All of mine were Sorry You Did Not Draw except for my general deer.


----------



## Nambaster (Nov 15, 2007)

I just checked my email just like I do every 15 minutes for the last week and still nothing, then, I opened my wifes Mac and logged onto her email and got lost in a sea of emails, but nothing from the division... -O,-


----------



## Nambaster (Nov 15, 2007)

Critter said:


> I think that they need to change the emails to a thank you for donating money for the application fees.
> 
> All of mine were Sorry You Did Not Draw except for my general deer.


I know a few people that would be elated to draw a general deer....:neutral:


----------



## nateysmith (May 13, 2013)

Anyone willing to post the email minus the sensitive info of course? I have a buddy that doesn't believe emails are being sent out :-|


----------



## nwsteelheader (May 22, 2013)

I wonder if they sent out a small batch of emails as a test to make sure the system was working. Then the rest to be sent later...
bummer for me because i fall in the "later" group...


----------



## Critter (Mar 20, 2010)

Always remember to check your spam folder, that is where mine was sitting.


----------



## gwailow (Jan 20, 2008)

nateysmith said:


> Anyone willing to post the email minus the sensitive info of course? I have a buddy that doesn't believe emails are being sent out :-|


Here ya go....


----------



## UtahMountainMan (Jul 20, 2010)

I have not received an email yet but a co worker did....


----------



## Kingfisher (Jul 25, 2008)

just got mine. un suck sessful for le elk. sucksesfull on a kamas muzzie, second choice.


----------



## Kingfisher (Jul 25, 2008)

here is the email

Thank you for your recent applications for the Big Game Drawing. Your
results are:

Appl # Hunt # Result
----------------------------------------------------------------------------
-----------------------------
590019 1560,1568, , , General Buck SUCCESSFUL for
hunt 1568
 Kamas Muzzleloader
590044 3046,3063, , , Elk Bull UNSUCCESSFUL
----------------------------------------------------------------------------
-----------------------------

We have begun to charge permit fees to credit/debit cards and your payment
may have processed already. However, if your credit/debit card information
has changed since the application period, you may need to contact us at
(800) 221-0659. (Operators are available to assist you 24 hours a day seven
days a week.) After five unsuccessful charges, we will try to contact you a
minimum of four times. If, after these efforts, the permit fee has not been
paid, the permit will be offered to the next eligible alternate.

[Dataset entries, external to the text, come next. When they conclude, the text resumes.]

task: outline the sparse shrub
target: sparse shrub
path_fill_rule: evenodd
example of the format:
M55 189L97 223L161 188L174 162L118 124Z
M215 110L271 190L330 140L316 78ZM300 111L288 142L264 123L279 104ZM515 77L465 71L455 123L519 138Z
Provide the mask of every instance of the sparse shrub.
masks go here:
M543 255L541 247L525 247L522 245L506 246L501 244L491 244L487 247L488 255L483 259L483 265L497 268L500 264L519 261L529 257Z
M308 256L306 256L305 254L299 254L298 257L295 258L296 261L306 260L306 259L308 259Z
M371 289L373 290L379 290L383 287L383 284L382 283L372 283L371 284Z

Permits remaining after the drawing may be purchased on a first-come,
first-served basis at participating license agents, Division offices and
online at wildlife.utah.gov. For details, see page 16 of the 2013 Utah Big
Game Guidebook. Visit wildlife.utah.gov/bginfo to view a list of remaining
permits. 

To find out more about mule deer and what the DWR is doing to help them,
please visit http://go.usa.gov/TsO. 

Thank you.
Utah Wildlife Administrative Services


----------



## UtahMountainMan (Jul 20, 2010)

Has anyone gotten any "Successful" emails or are they just all the "Un"s?


----------



## Gweedo (Mar 12, 2013)

My dad just got his E-mail. We put in as a group so now I know what I drew out for. Second choice, Wasatch west muzzie.:grin:


----------



## Raptorman (Aug 18, 2009)

No email yet, trying to stay patient...


----------



## nwsteelheader (May 22, 2013)

Just got my email. I drew my LE elk archery tag. woo hoo....


----------



## Raptorman (Aug 18, 2009)

Congrats, what unit?


----------



## nwsteelheader (May 22, 2013)

West Desert, Deep Creek...


----------



## rockroller (Dec 7, 2008)

We have the unsuc emails but the one that should have the suc hasn't came yet


----------



## elkfromabove (Apr 20, 2008)

Critter said:


> I think that they need to change the emails to a thank you for donating money for the application fees.
> 
> All of mine were Sorry You Did Not Draw except for my general deer.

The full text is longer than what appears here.